The Station was opened in 1875, although this platform was not built until the line was duplicated in 1913
The original 1875 station building and one hell of a long, empty(?) freight train powered by four diesel-electric locomotives
A long line of empty rail cars, continuing around the distant bend. Not sure what are they designed to carry? Shipping containers perhaps? Or are the “modules” on top of the cars the actual freight (perhaps some sort of mining devices)?

I feel privileged to have the time and the means to visit and photograph various aspects of these country towns.

Old style duplex – Looks like only one duplex has a wood fire

Thanks for reading this far. If you have any suggestions to help make these blogs more interesting for you, please leave a comment below.

Well, its off to Wombeyan Caves for the next episode. Hope you’ll stay in touch.

  • Kevin @ Bev G.
    Posted at 16:58h, 22 May Reply

    A wonderful episode, Alister. The village radiates dignity and tranquility. It seems to me to be a perfect epilogue to the retirement rewards Maggie and you have enjoyed. Home and the future!
    Love K’n”B.

    • alistairstravel
      Posted at 19:41h, 22 May Reply

      Thank you Kevin. I’m pleased that our enjoyment of these places come through in the blog.

  • Peter Gordon Stanton
    Posted at 09:47h, 25 May Reply

    Love the real Oz look…makes my little village of Elmore look very ordinary…but I love it.

    • alistairstravel
      Posted at 16:55h, 25 May Reply

      I am very fond of Elmore as well and I wouldn’t consider it ordinary. Next time we visit I would like to spend time making photos of the wonderful houses (including yours), churches and public buildings there.

  • L2
    Posted at 11:16h, 26 July Reply

    The train that you saw at Gunning was a steel train, travelling to Port Kembla from either Melbourne or Whyalla. Those wagons are designed to carry steel coils – here is one that is loaded: https://railgallery.wongm.com/pacific-national-interstate-steel-trains/F118_9330.jpg.html

    I’m surprised that you didn’t take a look at Lockhart’s railway station, which is well maintained for a facility that is only rarely used.

    • alistairstravel
      Posted at 17:39h, 26 July Reply

      Thanks for your response Marcus. Prior to writing this blog I spent a lot of time searching online for photos and information to solve the mystery of the wagons I saw at Gunning. Obviously I didn’t find what I wanted. So am grateful to you for providing the information and a photo.

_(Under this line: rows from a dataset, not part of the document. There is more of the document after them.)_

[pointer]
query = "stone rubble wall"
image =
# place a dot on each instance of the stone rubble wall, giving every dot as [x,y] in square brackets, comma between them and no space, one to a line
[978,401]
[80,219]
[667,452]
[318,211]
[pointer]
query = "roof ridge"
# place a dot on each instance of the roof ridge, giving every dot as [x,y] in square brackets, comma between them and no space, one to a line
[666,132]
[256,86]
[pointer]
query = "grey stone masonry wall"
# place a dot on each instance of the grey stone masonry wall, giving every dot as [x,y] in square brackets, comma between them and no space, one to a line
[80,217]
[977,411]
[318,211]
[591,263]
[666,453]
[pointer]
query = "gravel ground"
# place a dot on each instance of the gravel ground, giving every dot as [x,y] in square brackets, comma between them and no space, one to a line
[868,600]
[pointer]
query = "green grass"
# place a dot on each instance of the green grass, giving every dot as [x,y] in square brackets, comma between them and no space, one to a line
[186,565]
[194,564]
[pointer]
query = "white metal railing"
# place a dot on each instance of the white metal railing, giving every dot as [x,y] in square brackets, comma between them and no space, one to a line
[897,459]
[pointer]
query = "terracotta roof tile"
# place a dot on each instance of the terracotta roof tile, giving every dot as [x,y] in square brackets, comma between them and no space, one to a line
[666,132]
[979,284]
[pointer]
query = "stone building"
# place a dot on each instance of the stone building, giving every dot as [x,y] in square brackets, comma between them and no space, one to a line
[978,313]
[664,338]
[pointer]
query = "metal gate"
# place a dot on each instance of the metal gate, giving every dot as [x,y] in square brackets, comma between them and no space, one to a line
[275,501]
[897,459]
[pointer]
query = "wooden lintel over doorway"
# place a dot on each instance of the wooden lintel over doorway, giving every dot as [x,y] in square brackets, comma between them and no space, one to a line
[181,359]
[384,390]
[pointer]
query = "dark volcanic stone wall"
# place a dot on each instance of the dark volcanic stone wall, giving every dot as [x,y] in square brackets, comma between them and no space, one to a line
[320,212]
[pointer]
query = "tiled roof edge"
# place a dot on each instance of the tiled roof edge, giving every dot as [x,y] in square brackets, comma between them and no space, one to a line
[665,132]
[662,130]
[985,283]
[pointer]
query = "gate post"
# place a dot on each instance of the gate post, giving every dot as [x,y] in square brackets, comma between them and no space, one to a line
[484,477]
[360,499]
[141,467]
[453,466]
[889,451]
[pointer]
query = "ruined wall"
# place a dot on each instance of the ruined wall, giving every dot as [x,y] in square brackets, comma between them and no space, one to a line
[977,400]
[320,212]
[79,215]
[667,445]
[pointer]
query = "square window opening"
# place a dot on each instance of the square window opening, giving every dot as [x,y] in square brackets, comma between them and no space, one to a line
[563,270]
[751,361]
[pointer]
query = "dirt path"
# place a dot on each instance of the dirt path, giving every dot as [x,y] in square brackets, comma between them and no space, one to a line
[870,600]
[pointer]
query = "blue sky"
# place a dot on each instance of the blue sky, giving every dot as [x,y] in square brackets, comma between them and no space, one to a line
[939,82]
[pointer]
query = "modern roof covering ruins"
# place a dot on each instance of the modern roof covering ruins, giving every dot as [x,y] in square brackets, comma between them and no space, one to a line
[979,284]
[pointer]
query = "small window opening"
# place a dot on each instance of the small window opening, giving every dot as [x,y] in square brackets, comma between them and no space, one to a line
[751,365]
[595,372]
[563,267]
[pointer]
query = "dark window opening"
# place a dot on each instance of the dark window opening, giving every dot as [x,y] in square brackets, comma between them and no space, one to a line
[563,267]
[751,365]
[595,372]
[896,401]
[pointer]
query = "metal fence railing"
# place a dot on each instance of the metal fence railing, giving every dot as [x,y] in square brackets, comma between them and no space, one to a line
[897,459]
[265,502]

      As for the station at Lockhart, I am surprised and disappointed I didn’t see it. However, our stop at Lockhart was a “last minute” decision. so I had not done any prior research on the town. I remember being very tired after a long drive, but walked from the caravan park around the main street then back. At the time I felt quite rewarded for my effort, having seen so many attractive buildings and metal sculptures. Again I do appreciate your comment and will make certain I visit the Lockhart Station when we are next in that region.